That is even anyway, whatever.
It's a show about the future and about the messed up present.
And as a result of that, one of the things we talk about a lot is self-sufficiency.
We've had a number of episodes kind of covering the values of like replacing your lawn with food, guerrilla gardening, that sort of stuff.
And one of the critiques we get is people saying, well, you know, that's never going to work on a large scale.
It's never going to replace industrial agriculture or whatever.

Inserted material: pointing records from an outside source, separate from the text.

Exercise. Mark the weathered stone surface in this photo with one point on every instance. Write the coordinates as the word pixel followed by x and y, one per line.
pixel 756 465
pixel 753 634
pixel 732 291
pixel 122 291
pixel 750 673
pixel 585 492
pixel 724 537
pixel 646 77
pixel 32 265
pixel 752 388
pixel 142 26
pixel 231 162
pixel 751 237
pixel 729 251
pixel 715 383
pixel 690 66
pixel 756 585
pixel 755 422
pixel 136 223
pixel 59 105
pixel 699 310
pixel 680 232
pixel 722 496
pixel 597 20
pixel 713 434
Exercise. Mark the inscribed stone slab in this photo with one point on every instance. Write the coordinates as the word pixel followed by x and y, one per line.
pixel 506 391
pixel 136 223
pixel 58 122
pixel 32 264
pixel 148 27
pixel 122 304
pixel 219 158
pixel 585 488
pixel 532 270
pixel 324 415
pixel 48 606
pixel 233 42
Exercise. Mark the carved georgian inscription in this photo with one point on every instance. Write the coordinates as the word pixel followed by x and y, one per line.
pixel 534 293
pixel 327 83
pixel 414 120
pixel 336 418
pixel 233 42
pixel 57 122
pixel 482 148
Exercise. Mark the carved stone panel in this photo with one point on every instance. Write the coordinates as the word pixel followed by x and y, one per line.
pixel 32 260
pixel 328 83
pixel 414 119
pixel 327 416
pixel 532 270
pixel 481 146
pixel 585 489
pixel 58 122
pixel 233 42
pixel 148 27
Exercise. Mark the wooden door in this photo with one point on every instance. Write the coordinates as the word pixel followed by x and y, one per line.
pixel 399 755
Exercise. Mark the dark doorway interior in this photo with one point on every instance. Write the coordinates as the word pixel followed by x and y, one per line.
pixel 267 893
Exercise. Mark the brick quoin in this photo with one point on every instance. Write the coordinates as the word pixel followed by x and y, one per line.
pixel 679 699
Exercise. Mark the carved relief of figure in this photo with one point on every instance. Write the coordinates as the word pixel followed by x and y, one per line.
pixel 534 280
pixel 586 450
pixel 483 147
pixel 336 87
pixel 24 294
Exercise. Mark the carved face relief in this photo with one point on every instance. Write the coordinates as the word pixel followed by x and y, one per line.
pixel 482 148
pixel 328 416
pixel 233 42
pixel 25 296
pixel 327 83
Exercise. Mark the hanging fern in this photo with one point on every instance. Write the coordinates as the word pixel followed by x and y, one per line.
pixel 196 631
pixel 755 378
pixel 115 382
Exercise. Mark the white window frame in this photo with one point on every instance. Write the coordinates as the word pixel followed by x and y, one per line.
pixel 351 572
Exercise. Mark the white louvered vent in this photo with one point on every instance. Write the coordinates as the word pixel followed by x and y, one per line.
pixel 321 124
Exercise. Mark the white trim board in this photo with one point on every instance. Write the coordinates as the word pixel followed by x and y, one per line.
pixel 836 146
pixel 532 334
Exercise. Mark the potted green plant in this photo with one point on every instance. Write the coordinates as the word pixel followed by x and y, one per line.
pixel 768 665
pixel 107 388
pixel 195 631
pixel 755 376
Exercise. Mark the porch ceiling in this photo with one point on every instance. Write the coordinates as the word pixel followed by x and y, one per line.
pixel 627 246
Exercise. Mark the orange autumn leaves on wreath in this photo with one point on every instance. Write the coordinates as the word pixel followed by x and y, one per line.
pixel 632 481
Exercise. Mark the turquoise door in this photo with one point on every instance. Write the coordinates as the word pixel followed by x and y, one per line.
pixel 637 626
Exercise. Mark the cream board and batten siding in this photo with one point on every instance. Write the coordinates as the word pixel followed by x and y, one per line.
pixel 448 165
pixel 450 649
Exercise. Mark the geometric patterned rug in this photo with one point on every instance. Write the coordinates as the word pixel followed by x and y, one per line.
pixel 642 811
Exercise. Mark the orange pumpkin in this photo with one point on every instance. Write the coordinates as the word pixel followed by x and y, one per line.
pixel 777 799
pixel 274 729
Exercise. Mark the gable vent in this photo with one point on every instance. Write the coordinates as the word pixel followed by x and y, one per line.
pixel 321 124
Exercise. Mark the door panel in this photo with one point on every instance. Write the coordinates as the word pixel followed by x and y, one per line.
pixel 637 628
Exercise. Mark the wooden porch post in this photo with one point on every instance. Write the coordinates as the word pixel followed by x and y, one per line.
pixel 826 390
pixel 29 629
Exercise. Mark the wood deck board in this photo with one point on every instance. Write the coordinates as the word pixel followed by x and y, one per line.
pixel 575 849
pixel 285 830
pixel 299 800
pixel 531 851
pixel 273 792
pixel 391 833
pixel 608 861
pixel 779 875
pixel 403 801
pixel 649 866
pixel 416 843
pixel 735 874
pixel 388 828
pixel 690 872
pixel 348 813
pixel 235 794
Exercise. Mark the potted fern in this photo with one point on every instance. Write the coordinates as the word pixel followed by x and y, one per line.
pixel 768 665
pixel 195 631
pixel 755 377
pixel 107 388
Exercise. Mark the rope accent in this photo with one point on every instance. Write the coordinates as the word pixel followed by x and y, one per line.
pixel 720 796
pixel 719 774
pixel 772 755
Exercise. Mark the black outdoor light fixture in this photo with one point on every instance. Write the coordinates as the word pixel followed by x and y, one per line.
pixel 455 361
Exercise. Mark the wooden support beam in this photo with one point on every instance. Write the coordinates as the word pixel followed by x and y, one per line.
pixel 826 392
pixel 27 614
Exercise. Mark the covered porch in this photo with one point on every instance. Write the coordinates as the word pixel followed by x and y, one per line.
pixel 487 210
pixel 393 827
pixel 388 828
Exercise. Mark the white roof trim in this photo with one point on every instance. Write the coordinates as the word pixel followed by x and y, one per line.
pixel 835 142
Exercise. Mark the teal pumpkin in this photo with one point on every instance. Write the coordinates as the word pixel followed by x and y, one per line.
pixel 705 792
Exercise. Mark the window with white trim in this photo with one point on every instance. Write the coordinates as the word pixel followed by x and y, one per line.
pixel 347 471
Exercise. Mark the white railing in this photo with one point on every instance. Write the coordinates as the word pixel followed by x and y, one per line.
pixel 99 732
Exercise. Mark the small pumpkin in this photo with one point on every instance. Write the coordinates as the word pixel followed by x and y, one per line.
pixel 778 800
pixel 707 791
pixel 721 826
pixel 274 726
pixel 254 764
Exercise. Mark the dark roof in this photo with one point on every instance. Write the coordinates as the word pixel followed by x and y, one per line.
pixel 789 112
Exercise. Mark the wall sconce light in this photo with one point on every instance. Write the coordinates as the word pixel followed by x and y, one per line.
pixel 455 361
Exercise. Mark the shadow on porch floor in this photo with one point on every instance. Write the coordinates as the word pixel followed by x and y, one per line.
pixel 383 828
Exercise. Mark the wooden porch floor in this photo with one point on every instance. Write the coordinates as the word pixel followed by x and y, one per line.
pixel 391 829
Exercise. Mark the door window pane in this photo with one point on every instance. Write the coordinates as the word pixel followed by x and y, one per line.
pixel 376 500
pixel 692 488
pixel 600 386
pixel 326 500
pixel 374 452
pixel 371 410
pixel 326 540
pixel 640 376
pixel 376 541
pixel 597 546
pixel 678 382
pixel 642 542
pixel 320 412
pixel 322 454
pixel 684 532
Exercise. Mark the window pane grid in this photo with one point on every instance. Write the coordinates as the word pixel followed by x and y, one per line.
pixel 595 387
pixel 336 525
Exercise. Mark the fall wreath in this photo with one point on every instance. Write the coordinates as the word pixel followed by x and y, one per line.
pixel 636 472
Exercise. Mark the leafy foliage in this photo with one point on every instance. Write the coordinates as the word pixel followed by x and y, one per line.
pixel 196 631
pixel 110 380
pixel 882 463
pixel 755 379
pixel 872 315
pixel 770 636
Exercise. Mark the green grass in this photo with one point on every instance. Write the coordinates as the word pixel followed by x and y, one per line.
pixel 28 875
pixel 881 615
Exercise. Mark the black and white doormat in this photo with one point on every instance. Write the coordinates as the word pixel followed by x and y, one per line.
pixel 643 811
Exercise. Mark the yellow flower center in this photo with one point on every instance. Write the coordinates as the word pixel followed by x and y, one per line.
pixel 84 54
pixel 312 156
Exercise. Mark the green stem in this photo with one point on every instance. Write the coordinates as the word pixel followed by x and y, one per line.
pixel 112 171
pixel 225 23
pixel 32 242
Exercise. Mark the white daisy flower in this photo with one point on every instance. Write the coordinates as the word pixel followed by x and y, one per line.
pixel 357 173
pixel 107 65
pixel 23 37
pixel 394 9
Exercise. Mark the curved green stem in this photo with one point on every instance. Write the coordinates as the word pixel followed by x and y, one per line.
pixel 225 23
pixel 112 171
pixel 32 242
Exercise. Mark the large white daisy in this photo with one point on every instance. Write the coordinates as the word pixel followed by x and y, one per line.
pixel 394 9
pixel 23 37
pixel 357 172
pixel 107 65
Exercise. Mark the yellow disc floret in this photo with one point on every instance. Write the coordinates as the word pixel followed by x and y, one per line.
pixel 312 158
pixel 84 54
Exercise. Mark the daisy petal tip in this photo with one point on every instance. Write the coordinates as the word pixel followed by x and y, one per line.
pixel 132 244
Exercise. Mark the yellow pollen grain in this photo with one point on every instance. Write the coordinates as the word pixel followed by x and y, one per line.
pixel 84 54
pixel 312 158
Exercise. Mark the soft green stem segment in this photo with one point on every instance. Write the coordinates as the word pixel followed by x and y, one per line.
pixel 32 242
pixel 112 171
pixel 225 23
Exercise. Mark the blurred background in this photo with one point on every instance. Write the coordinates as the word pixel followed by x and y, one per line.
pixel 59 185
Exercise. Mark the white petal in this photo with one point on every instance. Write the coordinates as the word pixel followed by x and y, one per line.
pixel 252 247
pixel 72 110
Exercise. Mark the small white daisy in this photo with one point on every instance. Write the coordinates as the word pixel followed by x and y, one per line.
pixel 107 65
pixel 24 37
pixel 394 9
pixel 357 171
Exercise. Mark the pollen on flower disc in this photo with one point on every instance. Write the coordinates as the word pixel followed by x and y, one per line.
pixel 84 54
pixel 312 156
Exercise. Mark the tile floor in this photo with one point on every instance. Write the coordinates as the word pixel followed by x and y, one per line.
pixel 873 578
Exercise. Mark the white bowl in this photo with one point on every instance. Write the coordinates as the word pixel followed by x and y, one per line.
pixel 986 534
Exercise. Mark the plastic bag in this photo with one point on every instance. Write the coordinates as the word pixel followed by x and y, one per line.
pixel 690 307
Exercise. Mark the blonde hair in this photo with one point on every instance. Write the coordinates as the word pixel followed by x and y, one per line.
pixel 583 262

And that's perfectly true.
But the point we're going for here and why we encourage these kind of resilience building activities is because they do improve the ability of communities to resist when they need to resist and also provide opportunities by which people can reimagine their relationship to, for example, the food supply chain or reimagine their even potentially more radical stuff, one of the big issues that any community has to confront is not just food but medicine.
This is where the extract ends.